Now you can choose from existing policies and customize your group’s privileges. In my case, AdministratorAccess will be enough, as I am creating my own non-root account. This will allow me to use everything I need without having access to finance data.
The last step is a simple review window. If you are happy with your setup, just click on “Create Group” and you are done here.
Go back to the dashboard for the next step.
Create IAM users
Here is where you add users to access your cloud, including your own. Just expand “Create individual IAM users” and click on “Manage Users”.
On the next screen, just click on “Add user”.
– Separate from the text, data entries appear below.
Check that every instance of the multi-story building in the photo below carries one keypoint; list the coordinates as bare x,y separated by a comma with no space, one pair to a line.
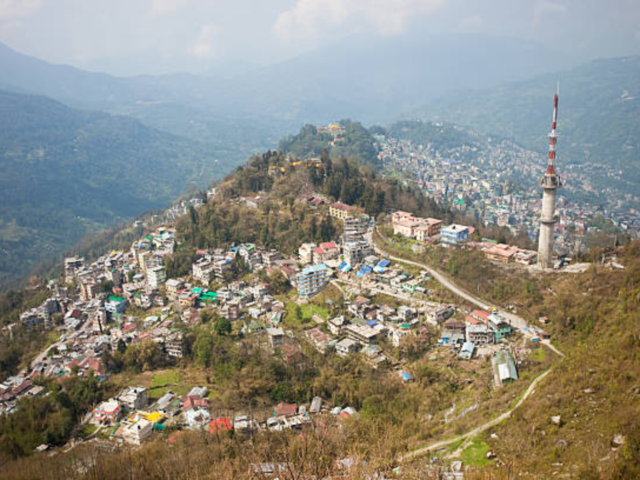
355,227
339,210
156,276
203,270
454,235
71,266
354,252
174,345
115,305
407,225
312,279
174,286
305,253
134,398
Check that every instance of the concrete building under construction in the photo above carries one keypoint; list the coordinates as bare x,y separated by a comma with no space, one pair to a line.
550,182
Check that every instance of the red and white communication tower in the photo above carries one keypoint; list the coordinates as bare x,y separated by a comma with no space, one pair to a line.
550,182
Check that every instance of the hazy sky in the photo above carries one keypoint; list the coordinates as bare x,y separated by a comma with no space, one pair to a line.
162,36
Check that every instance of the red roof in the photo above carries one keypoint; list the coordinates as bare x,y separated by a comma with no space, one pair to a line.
473,321
194,401
481,315
341,206
219,424
286,409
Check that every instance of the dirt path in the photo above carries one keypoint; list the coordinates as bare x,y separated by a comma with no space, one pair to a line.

Enter the user details. Please note that if you are creating a user account to perform automation or system integration, it is a good idea to change its access type to programmatic, which is not the case for me since I intend to use the management console. Click on “Next step” to proceed.
Here we set the permissions for the user. I will add my user to the group “infrastructure”.
The last page is the review, just like for all the other stuff we’ve been doing. Review your settings and click on “Create user”.
Multi Factor Authentication for root account
Now things will get more interesting, we will add a second layer of security to our root account. At this point I don’t have to tell you to go back to the dashboard, right? Moving on… expand “Activate MFA on your root account” and click on “Manage MFA”.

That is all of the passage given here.